Imagine trying to determine if you are dangerously overweight without ever stepping on the bathroom scale.
That’s what a new method for determining body size aims to do, using a formula that divides height by waist size.
Called body roundness index (BRI), it can reveal how much fat you have inside you, regardless of your build, and is claimed to be a big step up from the raw results provided by body mass index (BMI) tables. used. by doctors for years.
And research suggests that, in addition to being much more precise, the complex mathematical formula behind BRI can also determine how likely this fat is to cause premature death from serious obesity-related conditions, such as heart disease, diabetes and cancer.
The BRI was devised more than a decade ago by US researchers, who were looking for more accurate ways to assess unhealthy weight gain. Dr. Diana Thomas, a mathematician who came up with the new formula, recently told how she looked in the mirror one day and thought, “I’m not a cylinder, I’m more of an egg.” But how can I capture that?’
For decades, doctors have been monitoring health using the BMI chart, which uses weight and height measurements to produce a reading that bluntly indicates whether we are a healthy size, underweight, or obese: a healthy BMI range is between 18 ,5 and 25.
But the system has long been recognized as flawed, as a muscular athlete could be classified as obese simply because muscle is denser than fat.
At the other end of the scale, a thin person with little muscle but a belly – indicating an accumulation of visceral fat – could be classified as healthy.
Visceral fat is the unhealthy type that accumulates around organs, such as the liver, increasing the risk of diseases such as type 2 diabetes and heart disease by disrupting the normal balance of glucose and insulin in the body.
Dr. Diana Thomas, a mathematician who came up with the new formula called Body Roundness Index (BRI), which reveals how much fat you have inside, regardless of your build.
In short, BMI assumes that if your weight is excessive, so will your visceral fat levels.
With BRI, however, you enter your height and waist measurements into the BRI calculator; you can find one online. It then uses a complex formula to produce a score that reflects how thin you are from head to toe or whether you are more rounded in the middle due to visceral fat.
BRI scores range from 1 to 16: Those near the lower end are likely to be underweight and at risk of developing thin bones, infertility, and a weakened immune system.
Those with a score of 3.5 to 7 are likely to be at a healthy weight, with little excess abdominal fat. Anyone with a score above 7 is in the danger zone for obesity and poor health.
BRI attracted interest after a study in the Journal of the American Medical Association Network Open, published in June, found that it accurately predicted which middle-aged men and women were at risk of dying from obesity-related conditions.
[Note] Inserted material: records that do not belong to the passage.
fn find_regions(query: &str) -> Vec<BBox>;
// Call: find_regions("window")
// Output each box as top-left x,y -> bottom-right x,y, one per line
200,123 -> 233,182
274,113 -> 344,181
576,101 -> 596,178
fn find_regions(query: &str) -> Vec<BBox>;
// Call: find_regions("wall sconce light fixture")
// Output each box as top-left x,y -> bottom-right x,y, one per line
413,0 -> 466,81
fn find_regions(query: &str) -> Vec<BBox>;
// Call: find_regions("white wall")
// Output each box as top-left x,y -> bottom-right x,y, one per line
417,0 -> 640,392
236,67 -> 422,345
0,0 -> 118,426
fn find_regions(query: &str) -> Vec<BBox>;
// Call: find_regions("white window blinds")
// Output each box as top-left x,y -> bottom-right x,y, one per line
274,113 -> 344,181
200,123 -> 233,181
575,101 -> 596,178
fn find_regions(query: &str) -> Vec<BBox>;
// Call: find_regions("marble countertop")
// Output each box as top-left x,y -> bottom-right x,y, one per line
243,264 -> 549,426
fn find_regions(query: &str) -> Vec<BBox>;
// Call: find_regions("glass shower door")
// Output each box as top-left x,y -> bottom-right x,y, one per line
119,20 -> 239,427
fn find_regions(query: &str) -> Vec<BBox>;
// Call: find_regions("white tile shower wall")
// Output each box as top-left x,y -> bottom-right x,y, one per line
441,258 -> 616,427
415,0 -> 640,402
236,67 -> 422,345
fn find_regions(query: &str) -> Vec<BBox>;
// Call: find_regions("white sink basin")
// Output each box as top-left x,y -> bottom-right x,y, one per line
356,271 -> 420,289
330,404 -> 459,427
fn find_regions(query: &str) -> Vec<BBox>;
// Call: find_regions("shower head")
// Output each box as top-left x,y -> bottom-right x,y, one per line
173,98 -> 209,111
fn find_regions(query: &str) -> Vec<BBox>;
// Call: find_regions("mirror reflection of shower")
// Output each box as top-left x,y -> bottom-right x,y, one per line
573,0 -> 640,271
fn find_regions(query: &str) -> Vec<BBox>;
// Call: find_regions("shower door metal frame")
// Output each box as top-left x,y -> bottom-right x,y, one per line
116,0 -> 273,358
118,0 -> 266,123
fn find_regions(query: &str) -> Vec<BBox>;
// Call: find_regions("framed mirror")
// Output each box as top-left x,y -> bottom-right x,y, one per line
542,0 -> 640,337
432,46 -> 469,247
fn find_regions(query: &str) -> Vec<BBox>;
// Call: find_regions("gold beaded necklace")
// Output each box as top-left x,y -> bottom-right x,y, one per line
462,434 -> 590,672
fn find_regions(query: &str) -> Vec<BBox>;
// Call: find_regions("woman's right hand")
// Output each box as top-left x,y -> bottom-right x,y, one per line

Scientists at Peking University studied nearly 33,000 adults who participated in a health study that lasted 20 years. They used the volunteers’ data on height and waist size to calculate each person’s LBBB, before comparing it to deaths from all causes.
The results showed that the risk of dying prematurely among those with the highest BRI was 49 percent higher than those in the lowest range.
And a study published in the journal Lipids in Health and Disease in 2023 showed that LBBB was also a good indicator of who is most likely to develop bowel cancer.
Researchers in China studied more than 53,000 people and found that those with a high BRI score were up to five times more likely to fall victim to the disease than those with a low score.
BMI was originally conceived to advise on public health strategies (not quantify an individual’s health), but it became popular as such in the United States during the 1970s. A 2019 study published in the journal BMJ Open Sport and Exercise Medicine found that many of England’s best rugby players, based on their BMI, qualified as obese.
Tom Sanders, professor of nutrition and dietetics at King’s College London, told Good Health: “Body fat itself is not harmful; what matters is where it is stored.” Subcutaneous fat (just under the skin) on the hips and thighs is virtually harmless.
But Professor Sanders questions whether BRI is a more accurate indicator of health than a tape measure. “The simplest and most robust measure of unhealthy fat is waist circumference,” he says. “This is what the International Diabetes Federation recommends instead of BMI to calculate the risk of type 2 diabetes.”
To measure your waist correctly, exhale, relax your stomach, and place the measuring tape just above your belly button.
The NHS says that any height over 37 inches (94 cm) in men and 31.5 inches (80 cm) in women is considered a high risk of poor health. The threshold is lower in men of African, Caribbean, South Asian, or Chinese origin: about 35.5 inches (90 cm).
An article published earlier this month in Current Problems in Cardiology suggested that both LBBB and BMI may not be as good as waist circumference in predicting who will develop type 2 diabetes.
Mike Lean, professor of human nutrition at the University of Glasgow, says: “Stick to the size that clearly works: waist size.”